“你说,长久不回家是什么缘故?”
“八爷指的是……齐麟端?”解九斟酌着词句,虽说齐八爷醒来依然是那九门提督,但是性情却变了不少,几次说话都瞧见对方阴测测的笑容,没了眼镜阻挡格外渗人。
听到这里齐麟瑞露出了放心的笑容,道,“总归是你还记得。”
平白无故多了个人?
解九想了想,道,“你说的仔细些,我也好想办法。”
“也没什么好说的,齐麟端他武功那么高也出不了什么事,可他从来没走过这么久。”说罢又皱起眉头。
解九再一问,齐麟瑞将齐麟端的事情说的条理分明,吃饭好酸辣,习惯午睡,头发留长,多穿道袍,喜欢戏弄人,总叫他爬树翻墙之类的童年趣事都能讲一箩筐。
对于齐家的老本行风水五行是一点没忘,齐家盘口仍然红红火火,九门提督各家的事也记得一清二楚。
只是,平白无故多了个齐麟端。
解九和张大佛爷商量这事,张副官插了一句,八爷这样不是挺好的么?虽然偶尔念叨念叨齐麟端,可是日常也没什么影响,反倒是愈加活泼起来。

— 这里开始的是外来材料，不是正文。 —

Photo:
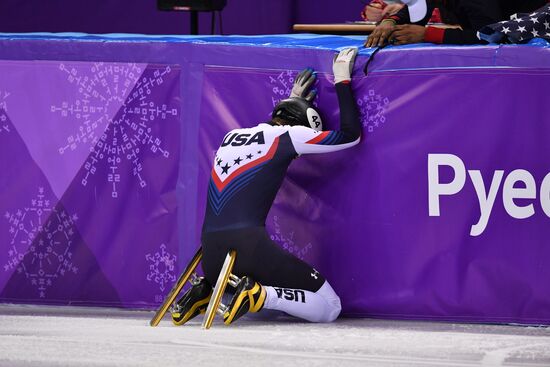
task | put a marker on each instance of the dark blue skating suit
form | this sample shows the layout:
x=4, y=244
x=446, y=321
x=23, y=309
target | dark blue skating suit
x=248, y=170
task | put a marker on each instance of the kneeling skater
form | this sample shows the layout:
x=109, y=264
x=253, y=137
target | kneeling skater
x=248, y=170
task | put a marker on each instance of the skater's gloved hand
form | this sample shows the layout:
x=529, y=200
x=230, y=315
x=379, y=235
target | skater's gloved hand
x=343, y=64
x=303, y=81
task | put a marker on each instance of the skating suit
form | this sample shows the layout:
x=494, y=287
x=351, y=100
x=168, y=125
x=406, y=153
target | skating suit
x=248, y=170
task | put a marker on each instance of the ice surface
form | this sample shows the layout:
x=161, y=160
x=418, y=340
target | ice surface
x=69, y=336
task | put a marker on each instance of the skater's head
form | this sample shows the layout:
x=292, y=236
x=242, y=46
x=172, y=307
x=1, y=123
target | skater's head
x=297, y=111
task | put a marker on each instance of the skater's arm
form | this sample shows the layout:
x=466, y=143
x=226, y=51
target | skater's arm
x=307, y=141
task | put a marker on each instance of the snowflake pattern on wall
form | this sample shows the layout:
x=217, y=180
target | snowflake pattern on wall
x=286, y=240
x=4, y=127
x=373, y=108
x=116, y=125
x=161, y=269
x=40, y=247
x=281, y=86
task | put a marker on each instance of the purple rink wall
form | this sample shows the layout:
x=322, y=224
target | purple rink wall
x=442, y=212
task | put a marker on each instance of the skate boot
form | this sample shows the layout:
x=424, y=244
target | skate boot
x=249, y=297
x=193, y=302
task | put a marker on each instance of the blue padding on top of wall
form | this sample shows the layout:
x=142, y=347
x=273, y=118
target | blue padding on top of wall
x=323, y=42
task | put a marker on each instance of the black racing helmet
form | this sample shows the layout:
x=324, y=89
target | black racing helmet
x=298, y=111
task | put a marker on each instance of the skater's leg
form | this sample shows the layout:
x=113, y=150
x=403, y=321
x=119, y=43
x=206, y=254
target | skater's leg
x=291, y=285
x=321, y=306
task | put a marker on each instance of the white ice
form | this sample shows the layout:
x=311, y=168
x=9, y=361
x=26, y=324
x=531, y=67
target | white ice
x=70, y=336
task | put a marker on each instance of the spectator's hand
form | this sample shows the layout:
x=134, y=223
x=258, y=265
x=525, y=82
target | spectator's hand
x=342, y=65
x=373, y=12
x=380, y=34
x=303, y=81
x=408, y=33
x=391, y=9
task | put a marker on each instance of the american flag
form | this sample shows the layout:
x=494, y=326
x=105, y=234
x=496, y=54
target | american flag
x=520, y=28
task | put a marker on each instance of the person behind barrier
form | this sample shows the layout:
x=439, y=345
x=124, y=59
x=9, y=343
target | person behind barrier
x=376, y=10
x=470, y=15
x=248, y=170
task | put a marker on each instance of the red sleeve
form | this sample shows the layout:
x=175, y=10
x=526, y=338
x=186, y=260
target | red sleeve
x=434, y=35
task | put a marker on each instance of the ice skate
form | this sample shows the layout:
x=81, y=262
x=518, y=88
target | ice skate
x=249, y=297
x=193, y=302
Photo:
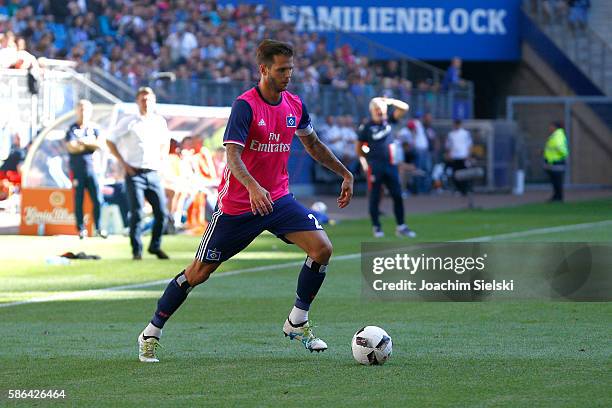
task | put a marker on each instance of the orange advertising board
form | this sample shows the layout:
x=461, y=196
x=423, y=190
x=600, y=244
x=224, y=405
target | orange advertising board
x=50, y=211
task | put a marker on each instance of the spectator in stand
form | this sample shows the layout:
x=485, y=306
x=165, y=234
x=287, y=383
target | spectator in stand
x=578, y=13
x=452, y=79
x=14, y=157
x=8, y=50
x=135, y=40
x=458, y=151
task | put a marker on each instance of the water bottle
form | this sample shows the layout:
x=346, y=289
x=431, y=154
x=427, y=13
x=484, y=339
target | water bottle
x=57, y=260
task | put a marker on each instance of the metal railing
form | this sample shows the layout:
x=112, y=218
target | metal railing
x=59, y=89
x=583, y=46
x=588, y=125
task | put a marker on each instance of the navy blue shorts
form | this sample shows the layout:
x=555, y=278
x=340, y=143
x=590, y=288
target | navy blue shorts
x=226, y=235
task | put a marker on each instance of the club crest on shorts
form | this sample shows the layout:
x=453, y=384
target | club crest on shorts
x=291, y=121
x=213, y=255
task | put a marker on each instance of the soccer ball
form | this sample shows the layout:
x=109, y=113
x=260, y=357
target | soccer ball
x=371, y=346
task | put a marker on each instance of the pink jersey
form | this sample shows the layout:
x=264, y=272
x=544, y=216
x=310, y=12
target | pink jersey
x=265, y=131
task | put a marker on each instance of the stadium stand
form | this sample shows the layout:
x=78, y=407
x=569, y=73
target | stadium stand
x=200, y=53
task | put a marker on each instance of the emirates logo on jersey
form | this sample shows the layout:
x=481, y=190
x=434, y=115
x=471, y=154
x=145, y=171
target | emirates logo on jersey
x=291, y=121
x=269, y=147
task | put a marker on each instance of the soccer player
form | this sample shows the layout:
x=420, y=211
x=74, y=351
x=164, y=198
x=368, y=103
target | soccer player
x=254, y=196
x=379, y=162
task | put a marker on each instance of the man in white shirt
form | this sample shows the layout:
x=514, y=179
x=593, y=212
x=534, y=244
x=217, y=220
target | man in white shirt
x=458, y=148
x=422, y=157
x=141, y=144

张启山想了想,说来说去全是废话,不如把人叫到跟前来。
正巧抓了个日本特务,张启山拉着齐麟瑞就问,审不出东西来,不如齐八爷帮着算一卦?
“既然问不出来,那留着也没用。”齐铁嘴摇摇头,瞧着那跪得笔挺中年男人,从身后亲兵腰带上拔了枪道,“看他挺有骨气的,赏个痛快吧。”
说完就是一枪,可惜瞄不准,打的离特务差远了,却是把人惊得浑身一颤。
张副官看一眼自家佛爷,张启山仍是沉着脸没说话。
齐铁嘴也没回头看,径直上前两步,又是一枪,这次那人抖了抖,打到了手臂,虽然没打中要害死不了,血却稀里哗啦淌了下来。齐铁嘴一皱眉,继而咕哝道,“我这枪法着实太差,大兄弟你等等,我给你个痛快的。”
也不避嫌,径直走到那特务跟前,将枪口抵住了头顶,这特务已经闭上了眼睛任由额头汗水打湿头发,咬紧嘴唇一字不发。在旁看着的副官忧心重重望向自家长官,张启山只是看着,没说话。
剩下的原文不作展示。